Photorealistic, artistic rendition of brain metastases – Generated with Adobe Firefly
Patritumab deruxtecan (HER3-DXd), an antibody-drug conjugate (ADC), has demonstrated clinically relevant activity and a manageable safety profile in patients with leptomeningeal metastatic disease (LMD) from solid tumors, according to results from cohort 3 of the phase 2 TUXEDO-3 trial (NCT05865990).1,2
LMD, a severe complication of advanced solid cancers, is associated with poor prognosis and limited treatment options, highlighting a significant unmet clinical need.
The study, which accrued 20 evaluable patients between January and July 2024, met its primary end point, with 65.0% of patients alive after 3 months. This survival rate surpassed the predefined 25% threshold for clinical relevance, offering a new potential avenue for patients facing this challenging diagnosis.
Study Design and Key Findings
LMD involves the spread of cancer cells to the leptomeninges or cerebrospinal fluid (CSF), leading to debilitating neurological symptoms and a median overall survival often ranging from only 2 to 6 months with current treatments. Patients with LMD are frequently excluded from clinical trials, underscoring the importance of studies like TUXEDO-3.
The TUXEDO-3 trial is an international, multicenter, single-arm, multicohort phase 2 study investigating patritumab deruxtecan in various central nervous system (CNS) metastatic settings. Cohort 3 specifically focused on patients with treatment-naive LMD or LMD progressing after radiotherapy from any solid tumor. Patients aged 18 or older with an ECOG performance status of 0 to 2 received patritumab deruxtecan 5.6 mg/kg intravenously every 3 weeks. The median follow-up time was 5.4 months.
Key patient characteristics revealed a majority with breast (60%) and lung (30%) cancers, aligning with the common primary tumor types observed in LMD. A total of 45% had type I LMD (positive CSF cytology or biopsy), and 55% had type II LMD (clinical findings and neuroimaging only).
Beyond the primary end point, the Kaplan-Meier-estimated 3-month and 6-month overall survival rates were 69.6% and 58.9%, respectively. Objective response rates were observed in 11.1% of intracranial lesions, 30.8% of extracranial lesions, and 26.3% of overall lesions. The clinical benefit rate was 50.0% for intracranial, 38.5% for extracranial, and 47.4% for overall lesions. Neurological symptoms and quality of life largely remained stable or improved during treatment, and no new neurological adverse events were reported.
“Overall, our data show clinically relevant activity of HER3-DXd in patients with LMD of solid cancers and may open the path to novel treatment options for this condition characterized by high morbidity and mortality,” study authors wrote.1
Safety Profile
The safety profile of patritumab deruxtecan in this cohort was consistent with previous trials, with no new safety signals identified.
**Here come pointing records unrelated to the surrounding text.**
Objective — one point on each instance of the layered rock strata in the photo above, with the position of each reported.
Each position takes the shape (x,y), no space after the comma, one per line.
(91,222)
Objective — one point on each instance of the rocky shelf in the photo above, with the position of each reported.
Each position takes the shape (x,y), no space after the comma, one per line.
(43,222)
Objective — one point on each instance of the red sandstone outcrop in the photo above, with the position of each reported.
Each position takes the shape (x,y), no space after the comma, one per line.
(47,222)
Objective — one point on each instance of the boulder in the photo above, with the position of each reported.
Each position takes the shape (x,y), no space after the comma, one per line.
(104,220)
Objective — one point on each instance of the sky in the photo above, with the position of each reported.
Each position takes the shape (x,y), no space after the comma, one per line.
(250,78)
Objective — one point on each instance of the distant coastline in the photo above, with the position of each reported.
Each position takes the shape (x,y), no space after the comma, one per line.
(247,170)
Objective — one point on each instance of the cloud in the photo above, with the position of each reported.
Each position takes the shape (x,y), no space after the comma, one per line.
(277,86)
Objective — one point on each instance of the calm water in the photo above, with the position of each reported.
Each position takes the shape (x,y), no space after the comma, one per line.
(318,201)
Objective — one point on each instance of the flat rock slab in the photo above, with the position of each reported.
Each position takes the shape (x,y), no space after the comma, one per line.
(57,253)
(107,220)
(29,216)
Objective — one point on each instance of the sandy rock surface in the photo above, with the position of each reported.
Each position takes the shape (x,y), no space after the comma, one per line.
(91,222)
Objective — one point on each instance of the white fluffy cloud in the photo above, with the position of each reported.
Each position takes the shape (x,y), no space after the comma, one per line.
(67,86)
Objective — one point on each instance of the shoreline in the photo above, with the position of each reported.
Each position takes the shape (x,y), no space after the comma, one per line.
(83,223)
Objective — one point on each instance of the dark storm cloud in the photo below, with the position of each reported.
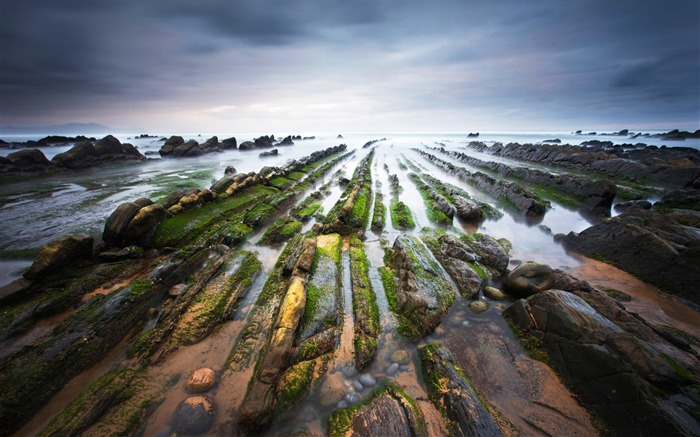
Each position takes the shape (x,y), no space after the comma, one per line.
(582,60)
The most common adverse events (AEs) of any grade were
- Anemia: 40.9% (9 patients), with 4.5% (1 patient) experiencing grade ≥3.
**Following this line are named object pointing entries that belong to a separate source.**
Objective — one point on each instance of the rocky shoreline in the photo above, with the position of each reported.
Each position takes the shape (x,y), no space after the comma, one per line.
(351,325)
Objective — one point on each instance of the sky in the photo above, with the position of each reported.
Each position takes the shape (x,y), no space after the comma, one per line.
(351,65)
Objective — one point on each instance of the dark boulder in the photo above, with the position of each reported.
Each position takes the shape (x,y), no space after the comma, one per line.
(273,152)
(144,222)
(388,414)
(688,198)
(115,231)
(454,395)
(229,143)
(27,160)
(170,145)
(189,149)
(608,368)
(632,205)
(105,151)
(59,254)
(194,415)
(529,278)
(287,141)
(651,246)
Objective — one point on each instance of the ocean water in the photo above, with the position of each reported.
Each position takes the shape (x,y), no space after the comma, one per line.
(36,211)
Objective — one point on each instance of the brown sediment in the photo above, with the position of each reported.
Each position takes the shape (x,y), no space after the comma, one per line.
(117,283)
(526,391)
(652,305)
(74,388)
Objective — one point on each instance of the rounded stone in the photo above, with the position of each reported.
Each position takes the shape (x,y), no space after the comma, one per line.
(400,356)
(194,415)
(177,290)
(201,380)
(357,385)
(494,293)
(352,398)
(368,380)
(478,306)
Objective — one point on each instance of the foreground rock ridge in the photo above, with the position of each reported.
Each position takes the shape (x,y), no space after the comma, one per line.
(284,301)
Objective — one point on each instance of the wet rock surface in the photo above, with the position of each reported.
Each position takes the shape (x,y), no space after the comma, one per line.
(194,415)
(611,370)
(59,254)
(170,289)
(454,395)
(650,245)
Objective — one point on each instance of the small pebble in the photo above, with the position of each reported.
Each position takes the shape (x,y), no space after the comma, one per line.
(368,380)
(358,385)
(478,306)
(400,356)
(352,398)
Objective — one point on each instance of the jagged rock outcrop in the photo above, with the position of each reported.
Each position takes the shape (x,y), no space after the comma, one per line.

- Nausea: 31.8% (7 patients), with no grade ≥3 events.
- Neutropenia: 27.3% (6 patients), with 13.6% (3 patients) experiencing grade ≥3.
- Diarrhea: 27.3% (6 patients), with 4.5% (1 patient) experiencing grade ≥3.
- Asthenia: 27.3% (6 patients), with no grade ≥3 events.
- Thrombocytopenia and headache: 22.7% (5 patients each), with 4.5% (1 patient each) experiencing grade ≥3.
Serious treatment-related AEs occurred in 18.2% of patients, including dyspnea, interstitial lung disease, and febrile neutropenia, all of which resolved. There were no treatment-related deaths. Dose interruptions due to AEs occurred in 27.3% of patients, and permanent discontinuation in 4.5%.
Implications for Clinical Practice
The positive results from TUXEDO-3 are particularly encouraging given the historically poor prognosis for patients with LMD and the limited treatment landscape. The ability of patritumab deruxtecan to maintain or improve patient well-being, coupled with demonstrable intracranial and extracranial responses, suggests its potential as a valuable systemic treatment option.
While current guidelines often recommend radiotherapy or intrathecal pharmacotherapy, the high accrual rate of previously untreated LMD patients in this trial underscores the urgent need for novel first-line systemic therapies. The study’s inclusion of various solid tumor types also reflects the real-world heterogeneity of LMD.
Further prospective and adequately powered studies are needed to compare patritumab deruxtecan with other emerging therapies, such as trastuzumab deruxtecan (T-DXd; Enhertu), a HER2-targeting ADC, and to refine treatment guidelines for this challenging patient population. The findings from TUXEDO-3 pave the way for continued investigation into HER3 as a therapeutic target in CNS metastases.